Next, we set up the LDA (Latent Dirichlet Allocation) model. This will require a different vectorization process. Unlike LSA and NMF, which both use TF-IDF, LDA uses count data. Therefore, we will use CountVectorizer from sklearn. 

We will start by initializing the CountVectorizer and declaring the number of topics we want to use.

In [42]:
# Initialize the CountVectorizer
count_vectorizer = CountVectorizer(max_df=0.95, min_df=2, stop_words='english')

# Number of topics
n_topics_lda = 5

Next, we will do one news organization at a time, beginning with CNN. 

In [43]:
# Apply the vectorizer to the 'content' column for CNN
count_cnn = count_vectorizer.fit_transform(cnn_df['content'])

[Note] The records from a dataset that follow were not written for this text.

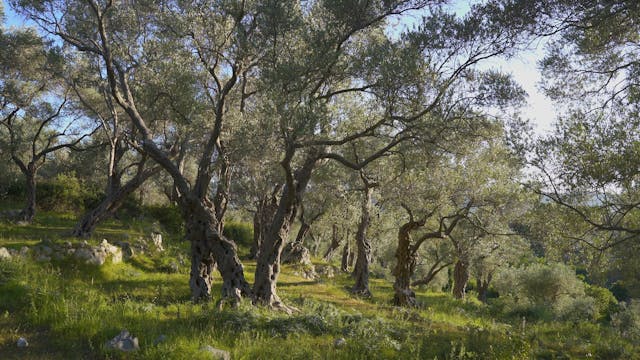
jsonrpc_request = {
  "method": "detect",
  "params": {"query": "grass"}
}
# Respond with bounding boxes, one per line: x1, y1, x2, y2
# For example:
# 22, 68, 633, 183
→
0, 209, 638, 359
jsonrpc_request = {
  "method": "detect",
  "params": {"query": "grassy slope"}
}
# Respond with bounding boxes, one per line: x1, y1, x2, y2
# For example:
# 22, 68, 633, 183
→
0, 210, 637, 359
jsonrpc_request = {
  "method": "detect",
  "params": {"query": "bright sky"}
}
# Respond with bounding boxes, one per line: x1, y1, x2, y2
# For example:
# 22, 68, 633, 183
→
2, 0, 557, 134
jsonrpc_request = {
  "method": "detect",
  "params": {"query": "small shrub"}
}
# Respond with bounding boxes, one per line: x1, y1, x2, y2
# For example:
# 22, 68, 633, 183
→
494, 262, 595, 321
611, 300, 640, 341
585, 284, 620, 321
557, 296, 597, 322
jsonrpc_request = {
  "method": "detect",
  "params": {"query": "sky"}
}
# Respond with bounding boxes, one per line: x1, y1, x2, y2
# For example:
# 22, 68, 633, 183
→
2, 0, 557, 134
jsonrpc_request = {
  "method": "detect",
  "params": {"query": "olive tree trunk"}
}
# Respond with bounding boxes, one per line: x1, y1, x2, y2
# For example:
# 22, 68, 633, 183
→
20, 168, 37, 223
392, 221, 420, 306
351, 185, 373, 297
72, 166, 159, 238
323, 223, 341, 261
253, 154, 315, 308
452, 258, 470, 299
185, 199, 251, 303
476, 271, 493, 303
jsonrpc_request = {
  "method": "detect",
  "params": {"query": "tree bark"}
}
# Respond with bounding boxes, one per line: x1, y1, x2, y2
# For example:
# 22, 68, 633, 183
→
20, 168, 37, 223
392, 221, 421, 306
452, 258, 470, 299
184, 199, 251, 304
476, 271, 493, 303
341, 241, 352, 272
250, 185, 281, 259
72, 164, 159, 238
250, 209, 262, 260
352, 184, 373, 297
411, 260, 453, 288
323, 223, 341, 261
253, 153, 315, 308
294, 222, 311, 245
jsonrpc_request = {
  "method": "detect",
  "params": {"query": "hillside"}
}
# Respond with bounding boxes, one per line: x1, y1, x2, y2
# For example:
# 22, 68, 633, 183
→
0, 210, 636, 360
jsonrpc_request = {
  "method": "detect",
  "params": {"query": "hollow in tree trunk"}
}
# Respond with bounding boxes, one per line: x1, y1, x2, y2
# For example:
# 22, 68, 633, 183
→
452, 258, 470, 299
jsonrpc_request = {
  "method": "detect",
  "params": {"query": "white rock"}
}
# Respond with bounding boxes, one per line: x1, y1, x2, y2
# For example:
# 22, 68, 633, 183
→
200, 345, 230, 360
151, 233, 164, 251
334, 337, 347, 348
17, 337, 28, 348
106, 330, 139, 352
0, 247, 11, 260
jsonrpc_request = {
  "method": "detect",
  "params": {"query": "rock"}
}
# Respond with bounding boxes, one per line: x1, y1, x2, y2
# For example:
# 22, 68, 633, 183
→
36, 254, 51, 262
99, 239, 122, 264
151, 232, 164, 251
163, 262, 179, 273
16, 337, 28, 348
153, 334, 167, 345
0, 247, 11, 260
74, 247, 106, 265
200, 345, 230, 360
74, 240, 122, 265
316, 265, 336, 279
39, 245, 53, 256
334, 337, 347, 348
281, 242, 311, 265
293, 265, 317, 280
106, 330, 139, 352
114, 241, 135, 259
19, 247, 30, 256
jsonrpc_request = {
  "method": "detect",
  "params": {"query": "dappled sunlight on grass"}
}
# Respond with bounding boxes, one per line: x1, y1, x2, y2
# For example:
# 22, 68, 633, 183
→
0, 211, 636, 359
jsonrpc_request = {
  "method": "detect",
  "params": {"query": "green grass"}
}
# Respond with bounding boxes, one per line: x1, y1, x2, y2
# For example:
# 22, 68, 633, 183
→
0, 210, 638, 359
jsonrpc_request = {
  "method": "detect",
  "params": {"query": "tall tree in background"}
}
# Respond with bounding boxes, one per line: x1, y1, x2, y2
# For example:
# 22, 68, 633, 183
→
521, 1, 640, 256
69, 67, 160, 238
249, 0, 528, 309
0, 26, 97, 222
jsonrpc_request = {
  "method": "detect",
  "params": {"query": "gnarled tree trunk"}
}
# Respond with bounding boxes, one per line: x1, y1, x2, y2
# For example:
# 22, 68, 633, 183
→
352, 184, 373, 297
253, 154, 315, 308
392, 221, 420, 306
452, 258, 470, 299
249, 185, 281, 259
185, 199, 250, 303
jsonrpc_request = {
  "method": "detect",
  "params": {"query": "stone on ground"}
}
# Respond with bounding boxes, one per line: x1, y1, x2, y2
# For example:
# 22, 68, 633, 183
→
200, 345, 231, 360
16, 337, 28, 348
106, 330, 139, 352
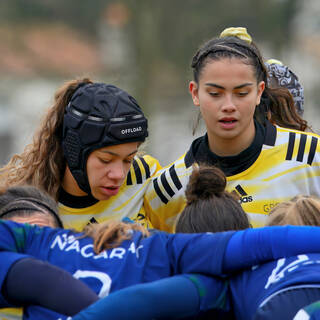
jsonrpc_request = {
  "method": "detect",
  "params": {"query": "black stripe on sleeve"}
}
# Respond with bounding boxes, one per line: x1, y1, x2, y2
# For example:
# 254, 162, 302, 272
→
264, 122, 277, 146
169, 165, 182, 190
139, 157, 151, 179
307, 136, 318, 165
160, 171, 175, 197
133, 159, 143, 184
126, 170, 133, 185
235, 185, 247, 197
153, 178, 168, 204
285, 132, 296, 161
297, 134, 307, 162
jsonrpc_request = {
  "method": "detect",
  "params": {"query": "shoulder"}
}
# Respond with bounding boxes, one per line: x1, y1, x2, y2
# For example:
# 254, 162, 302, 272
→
143, 154, 191, 232
151, 154, 191, 198
126, 230, 170, 252
155, 153, 190, 175
126, 154, 161, 185
273, 126, 320, 165
145, 153, 191, 208
275, 125, 320, 141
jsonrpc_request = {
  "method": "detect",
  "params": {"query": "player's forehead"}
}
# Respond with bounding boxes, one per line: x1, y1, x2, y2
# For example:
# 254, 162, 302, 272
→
9, 212, 55, 228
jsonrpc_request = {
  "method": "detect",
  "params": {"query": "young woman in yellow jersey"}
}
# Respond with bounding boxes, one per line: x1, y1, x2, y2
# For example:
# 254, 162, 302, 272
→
0, 79, 161, 231
144, 27, 320, 231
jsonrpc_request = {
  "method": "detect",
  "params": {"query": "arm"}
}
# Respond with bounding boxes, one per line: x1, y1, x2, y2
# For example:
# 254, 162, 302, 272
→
0, 220, 39, 252
166, 225, 320, 276
143, 156, 191, 233
3, 257, 98, 316
224, 225, 320, 272
73, 274, 228, 320
0, 252, 31, 308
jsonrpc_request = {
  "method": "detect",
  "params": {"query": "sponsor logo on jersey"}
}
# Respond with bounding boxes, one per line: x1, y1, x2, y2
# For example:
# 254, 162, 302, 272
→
263, 202, 280, 213
233, 184, 253, 203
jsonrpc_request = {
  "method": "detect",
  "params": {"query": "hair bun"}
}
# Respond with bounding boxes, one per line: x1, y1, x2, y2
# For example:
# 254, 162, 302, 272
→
185, 164, 227, 204
219, 27, 252, 44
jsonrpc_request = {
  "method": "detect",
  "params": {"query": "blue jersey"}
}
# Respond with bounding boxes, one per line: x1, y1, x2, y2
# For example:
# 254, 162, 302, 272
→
74, 254, 320, 320
1, 222, 320, 319
74, 255, 320, 320
73, 273, 230, 320
0, 220, 234, 319
231, 253, 320, 320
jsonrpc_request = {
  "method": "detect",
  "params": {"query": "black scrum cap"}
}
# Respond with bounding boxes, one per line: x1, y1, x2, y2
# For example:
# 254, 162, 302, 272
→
62, 83, 148, 194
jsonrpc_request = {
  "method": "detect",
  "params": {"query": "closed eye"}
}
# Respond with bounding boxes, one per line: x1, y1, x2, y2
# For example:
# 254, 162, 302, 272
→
237, 92, 248, 96
99, 158, 111, 164
124, 157, 135, 164
209, 92, 220, 97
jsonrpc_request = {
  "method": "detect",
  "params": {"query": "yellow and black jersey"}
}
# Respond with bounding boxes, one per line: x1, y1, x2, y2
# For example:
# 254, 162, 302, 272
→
59, 154, 161, 231
144, 124, 320, 231
0, 309, 22, 320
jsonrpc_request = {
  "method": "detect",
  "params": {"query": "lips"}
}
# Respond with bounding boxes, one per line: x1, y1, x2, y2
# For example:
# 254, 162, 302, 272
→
219, 117, 237, 123
219, 118, 237, 129
100, 186, 120, 197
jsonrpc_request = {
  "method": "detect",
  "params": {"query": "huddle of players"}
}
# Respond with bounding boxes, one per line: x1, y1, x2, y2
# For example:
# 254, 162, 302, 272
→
1, 27, 320, 319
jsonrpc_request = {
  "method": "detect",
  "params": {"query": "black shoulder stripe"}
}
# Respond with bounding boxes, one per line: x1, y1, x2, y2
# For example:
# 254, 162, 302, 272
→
184, 149, 194, 168
297, 134, 307, 162
126, 170, 133, 185
264, 122, 277, 146
160, 171, 175, 197
153, 178, 168, 204
307, 136, 318, 165
169, 164, 182, 190
235, 185, 247, 197
133, 159, 142, 184
139, 157, 151, 179
286, 132, 296, 161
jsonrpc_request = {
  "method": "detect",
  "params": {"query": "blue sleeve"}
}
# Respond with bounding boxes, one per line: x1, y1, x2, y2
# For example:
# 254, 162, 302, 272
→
3, 257, 98, 315
182, 274, 230, 314
73, 274, 228, 320
0, 220, 61, 258
0, 220, 35, 253
165, 226, 320, 276
0, 252, 31, 308
166, 231, 235, 275
224, 226, 320, 272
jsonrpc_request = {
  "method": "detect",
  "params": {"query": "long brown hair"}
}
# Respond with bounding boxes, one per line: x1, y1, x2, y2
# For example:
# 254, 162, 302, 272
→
0, 78, 93, 200
267, 195, 320, 227
84, 221, 150, 253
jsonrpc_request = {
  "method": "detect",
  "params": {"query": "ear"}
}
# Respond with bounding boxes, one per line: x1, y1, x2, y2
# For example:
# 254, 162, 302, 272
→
256, 81, 265, 105
189, 81, 200, 106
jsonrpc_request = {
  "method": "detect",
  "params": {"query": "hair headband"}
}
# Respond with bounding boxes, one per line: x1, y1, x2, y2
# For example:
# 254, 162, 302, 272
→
0, 197, 63, 228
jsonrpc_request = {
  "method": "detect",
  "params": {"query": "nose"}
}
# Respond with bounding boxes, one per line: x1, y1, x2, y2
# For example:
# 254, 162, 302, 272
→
107, 162, 127, 181
221, 94, 236, 112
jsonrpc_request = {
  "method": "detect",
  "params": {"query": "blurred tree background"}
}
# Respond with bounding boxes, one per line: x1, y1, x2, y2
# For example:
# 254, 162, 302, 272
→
0, 0, 319, 164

# Get the feature names (words)
count_feature_names_cnn = count_vectorizer.get_feature_names_out()

In [44]:
# Initialize and fit the LDA model to the CNN data
lda_model_cnn = LatentDirichletAllocation(n_components=n_topics_lda, random_state=42)
lda_cnn = lda_model_cnn.fit_transform(count_cnn)

In [45]:
# Display LDA Topics for CNN
print("LDA Topics for CNN:")
display_topics_svd(lda_model_cnn, count_feature_names_cnn, 5)

LDA Topics for CNN:
Topic 1:
trump said nato biden house
Topic 2:
democrat trump republican senate biden
Topic 3:
said intelligence cnn turner statement
Topic 4:
biden trump said president voter
Topic 5:
trump election case newyork said


In [46]:
# Apply the vectorizer to the 'content' column for Fox News
count_foxnews = count_vectorizer.fit_transform(foxnews_df['content'])

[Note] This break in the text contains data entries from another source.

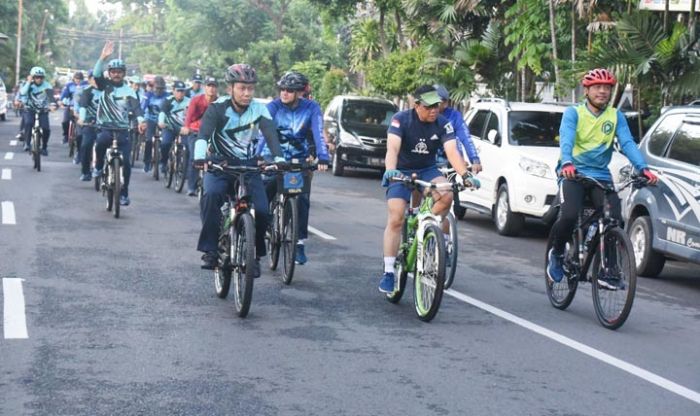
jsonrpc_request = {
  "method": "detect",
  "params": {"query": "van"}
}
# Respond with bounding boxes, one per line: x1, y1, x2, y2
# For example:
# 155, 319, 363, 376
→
323, 95, 397, 176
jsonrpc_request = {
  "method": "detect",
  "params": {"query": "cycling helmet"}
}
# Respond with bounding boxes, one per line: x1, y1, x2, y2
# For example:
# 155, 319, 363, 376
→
107, 59, 126, 71
74, 71, 84, 80
173, 80, 187, 91
433, 84, 450, 101
277, 71, 308, 91
154, 76, 166, 89
224, 64, 257, 84
582, 68, 616, 87
129, 75, 140, 84
192, 73, 203, 83
30, 67, 46, 77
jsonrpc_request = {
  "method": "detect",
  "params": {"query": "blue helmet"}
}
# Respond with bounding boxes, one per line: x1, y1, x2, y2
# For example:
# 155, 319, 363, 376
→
107, 59, 126, 71
433, 84, 450, 101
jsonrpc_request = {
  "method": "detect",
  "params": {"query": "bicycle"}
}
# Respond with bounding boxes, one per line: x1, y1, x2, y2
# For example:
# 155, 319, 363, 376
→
210, 162, 271, 318
129, 121, 142, 165
165, 134, 187, 192
29, 109, 49, 172
99, 130, 124, 219
438, 166, 470, 289
544, 174, 649, 330
68, 115, 78, 160
152, 127, 161, 181
267, 159, 316, 285
386, 173, 479, 322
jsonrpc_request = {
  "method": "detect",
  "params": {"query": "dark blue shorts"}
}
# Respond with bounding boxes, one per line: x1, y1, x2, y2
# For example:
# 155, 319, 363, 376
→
386, 166, 442, 201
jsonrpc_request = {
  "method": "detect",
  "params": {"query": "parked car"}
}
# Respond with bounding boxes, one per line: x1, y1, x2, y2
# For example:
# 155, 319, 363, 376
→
323, 95, 397, 176
621, 106, 700, 277
0, 76, 7, 121
459, 98, 629, 236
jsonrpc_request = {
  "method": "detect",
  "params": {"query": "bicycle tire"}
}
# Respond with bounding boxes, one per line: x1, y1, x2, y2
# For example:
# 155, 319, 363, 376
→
232, 213, 256, 318
281, 196, 299, 285
413, 223, 446, 322
113, 157, 121, 219
174, 146, 186, 193
268, 199, 281, 271
591, 227, 637, 330
68, 120, 76, 158
164, 150, 174, 188
105, 166, 113, 212
152, 139, 160, 181
32, 129, 41, 172
544, 233, 579, 310
214, 215, 232, 299
386, 220, 410, 304
444, 213, 458, 289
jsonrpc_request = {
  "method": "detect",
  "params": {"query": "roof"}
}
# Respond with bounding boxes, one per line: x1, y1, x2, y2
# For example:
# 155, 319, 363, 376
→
473, 99, 567, 113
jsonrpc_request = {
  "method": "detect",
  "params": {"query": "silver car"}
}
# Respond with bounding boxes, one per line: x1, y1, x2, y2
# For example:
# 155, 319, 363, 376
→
0, 76, 7, 121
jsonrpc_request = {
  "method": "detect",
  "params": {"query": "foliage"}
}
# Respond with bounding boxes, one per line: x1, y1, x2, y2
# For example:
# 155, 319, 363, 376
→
365, 47, 427, 97
317, 68, 352, 108
503, 0, 550, 75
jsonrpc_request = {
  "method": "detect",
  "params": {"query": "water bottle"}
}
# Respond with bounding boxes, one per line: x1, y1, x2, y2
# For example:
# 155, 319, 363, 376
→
584, 223, 597, 248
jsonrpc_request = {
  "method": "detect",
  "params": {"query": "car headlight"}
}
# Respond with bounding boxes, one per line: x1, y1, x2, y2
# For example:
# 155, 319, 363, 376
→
340, 131, 362, 146
519, 157, 552, 178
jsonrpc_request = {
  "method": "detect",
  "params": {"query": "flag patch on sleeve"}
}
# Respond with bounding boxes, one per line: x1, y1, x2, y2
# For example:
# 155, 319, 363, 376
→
391, 118, 400, 128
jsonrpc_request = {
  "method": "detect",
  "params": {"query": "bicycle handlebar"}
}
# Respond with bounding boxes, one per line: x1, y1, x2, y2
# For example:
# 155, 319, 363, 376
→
572, 173, 650, 192
389, 172, 479, 192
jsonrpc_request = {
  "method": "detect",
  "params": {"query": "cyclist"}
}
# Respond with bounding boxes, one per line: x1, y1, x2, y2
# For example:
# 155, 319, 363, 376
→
77, 71, 102, 181
60, 71, 88, 144
257, 71, 329, 265
183, 76, 218, 196
193, 64, 285, 275
92, 40, 147, 206
433, 84, 481, 173
13, 80, 28, 141
379, 85, 472, 293
547, 68, 658, 289
20, 67, 55, 155
188, 73, 204, 98
142, 75, 170, 173
157, 80, 191, 173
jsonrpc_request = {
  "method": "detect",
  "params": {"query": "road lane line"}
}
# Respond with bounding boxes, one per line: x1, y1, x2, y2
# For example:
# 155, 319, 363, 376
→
444, 288, 700, 405
1, 169, 10, 180
4, 152, 14, 160
1, 201, 16, 224
10, 140, 18, 146
3, 278, 28, 339
309, 225, 337, 240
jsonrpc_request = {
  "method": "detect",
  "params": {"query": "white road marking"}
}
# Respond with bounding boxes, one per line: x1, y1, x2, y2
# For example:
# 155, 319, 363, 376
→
308, 225, 337, 240
4, 152, 14, 160
444, 288, 700, 405
9, 140, 18, 146
3, 278, 28, 339
1, 201, 16, 225
1, 169, 10, 180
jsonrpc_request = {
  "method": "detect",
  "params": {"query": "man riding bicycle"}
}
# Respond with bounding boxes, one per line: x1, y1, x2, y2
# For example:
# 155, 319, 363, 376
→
92, 40, 147, 206
193, 64, 285, 276
158, 80, 191, 173
547, 68, 658, 289
142, 76, 170, 173
20, 67, 55, 155
379, 85, 473, 293
60, 71, 88, 145
184, 76, 218, 196
77, 71, 102, 181
257, 71, 330, 265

# Get the feature names (words)
count_feature_names_foxnews = count_vectorizer.get_feature_names_out()

# Initialize and fit the LDA model to the Fox News data
lda_model_foxnews = LatentDirichletAllocation(n_components=n_topics_lda, random_state=42)
lda_foxnews = lda_model_foxnews.fit_transform(count_foxnews)

# Display LDA Topics for Fox News
print("\nLDA Topics for Fox News:")
display_topics_svd(lda_model_foxnews, count_feature_names_foxnews, 5)


LDA Topics for Fox News:
Topic 1:
biden president trump house special
Topic 2:
house said border senate security
Topic 3:
biden bobulinski hunterbiden business said
Topic 4:
trump said president sen ukraine
Topic 5:
read trump biden republican special